Unsolved
3 Posts
0
1363
April 15th, 2021 16:00
SAN Array member stuck in restart 0%
Hi,
I'm new to SAN. Yesterday I restarted a member SAN and it's stuck at restart (stays 0%) for more than a day. The member has is configured as raid 5 and has 3 failed drives. And this member stays offline which means all my volumes are offline as well. What can I do for this member to be up online again?
Is replacing the failed SAN the only way? Can I wipe the member and reconstruct with less storage space? I don't want to affect other members.
Thanks,
Jason
No Events found!



DELL-Sam L
Moderator
•
7.7K Posts
0
April 16th, 2021 10:00
Hello Jason,
Which equallogic systems do you have? What is the current versions of firmware that is on your systems? How many members are in the same group?
dwilliam62
4 Operator
•
1.5K Posts
0
April 17th, 2021 13:00
Hello,
If the volumes are offline then you must have multiple members in the same pool. If you reset that member array the data from that member will be lost and those volumes will never recover. So you would loose all the data they have in common. When you have multiple PS arrays in the same pool, the data is STRIPED, RAID0 across them. There is no redundancy. Unless you have a backup of all your data, you will need to get that member back online.
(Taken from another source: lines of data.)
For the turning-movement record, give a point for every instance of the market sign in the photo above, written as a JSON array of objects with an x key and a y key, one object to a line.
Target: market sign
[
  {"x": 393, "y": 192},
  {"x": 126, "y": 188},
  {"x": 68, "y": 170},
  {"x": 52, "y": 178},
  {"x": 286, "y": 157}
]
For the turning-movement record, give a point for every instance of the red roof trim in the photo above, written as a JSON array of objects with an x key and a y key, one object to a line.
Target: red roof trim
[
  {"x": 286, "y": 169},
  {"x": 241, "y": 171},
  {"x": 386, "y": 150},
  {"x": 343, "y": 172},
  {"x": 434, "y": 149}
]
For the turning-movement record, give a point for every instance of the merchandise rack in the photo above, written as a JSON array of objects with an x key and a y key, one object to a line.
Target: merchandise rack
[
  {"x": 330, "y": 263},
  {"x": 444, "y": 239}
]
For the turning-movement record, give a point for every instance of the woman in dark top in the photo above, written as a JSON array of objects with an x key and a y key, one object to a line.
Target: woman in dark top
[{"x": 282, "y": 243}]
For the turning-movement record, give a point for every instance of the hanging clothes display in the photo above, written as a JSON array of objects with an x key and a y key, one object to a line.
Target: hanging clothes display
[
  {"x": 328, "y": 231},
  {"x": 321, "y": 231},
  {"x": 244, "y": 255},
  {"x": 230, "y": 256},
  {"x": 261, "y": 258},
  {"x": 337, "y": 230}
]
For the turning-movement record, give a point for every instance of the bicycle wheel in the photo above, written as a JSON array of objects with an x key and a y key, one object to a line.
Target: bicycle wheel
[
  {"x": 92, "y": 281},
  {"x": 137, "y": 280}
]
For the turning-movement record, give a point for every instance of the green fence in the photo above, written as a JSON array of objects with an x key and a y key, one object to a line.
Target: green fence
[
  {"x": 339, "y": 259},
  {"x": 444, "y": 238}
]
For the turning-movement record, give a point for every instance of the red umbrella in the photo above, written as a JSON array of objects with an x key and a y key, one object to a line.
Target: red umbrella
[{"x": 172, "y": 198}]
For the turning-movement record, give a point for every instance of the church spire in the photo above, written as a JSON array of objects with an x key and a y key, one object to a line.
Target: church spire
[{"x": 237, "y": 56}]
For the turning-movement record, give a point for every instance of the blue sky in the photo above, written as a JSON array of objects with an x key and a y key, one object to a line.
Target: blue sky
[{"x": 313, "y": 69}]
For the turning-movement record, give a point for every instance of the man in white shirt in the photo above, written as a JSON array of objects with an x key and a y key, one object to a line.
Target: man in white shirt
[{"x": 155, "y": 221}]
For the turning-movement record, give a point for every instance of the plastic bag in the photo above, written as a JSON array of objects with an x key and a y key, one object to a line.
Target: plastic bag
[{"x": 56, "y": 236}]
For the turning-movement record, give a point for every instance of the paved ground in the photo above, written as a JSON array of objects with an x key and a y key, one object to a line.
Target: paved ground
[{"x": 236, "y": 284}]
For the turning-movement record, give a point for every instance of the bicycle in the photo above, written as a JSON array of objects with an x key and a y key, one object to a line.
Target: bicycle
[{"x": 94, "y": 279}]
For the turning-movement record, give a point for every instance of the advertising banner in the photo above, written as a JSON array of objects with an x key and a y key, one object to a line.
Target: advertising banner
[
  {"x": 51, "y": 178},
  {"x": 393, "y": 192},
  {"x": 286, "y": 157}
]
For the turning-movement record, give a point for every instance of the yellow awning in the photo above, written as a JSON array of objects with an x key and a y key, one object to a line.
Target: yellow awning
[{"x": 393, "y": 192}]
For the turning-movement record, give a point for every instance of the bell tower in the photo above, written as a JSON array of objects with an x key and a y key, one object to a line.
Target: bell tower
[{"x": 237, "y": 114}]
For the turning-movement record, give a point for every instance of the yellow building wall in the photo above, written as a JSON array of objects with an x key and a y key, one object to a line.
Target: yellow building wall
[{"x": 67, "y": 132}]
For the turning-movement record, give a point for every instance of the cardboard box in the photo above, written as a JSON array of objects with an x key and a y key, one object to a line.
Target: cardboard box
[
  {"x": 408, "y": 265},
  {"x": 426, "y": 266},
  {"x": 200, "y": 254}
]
RAID5 being more vulnerable to double faulting is why it's no longer recommended for production storage. It was removed from the GUI as an option as well.
At the CLI of the member that has the problem, please run:
GrpName>support exec "raidtool"
GrpName>support exec "uname -a"
GrpName>show members
If the RAIDset is faulted beyond recovery then you will likely have to send the drives out for recovery to a 3rd party company. They will try to clone them and hopefully allow a rebuild to finish.
Re: Smaller capacity. The only supported configurations for EQL arrays are 1/2 populated and fully populated drive configurations.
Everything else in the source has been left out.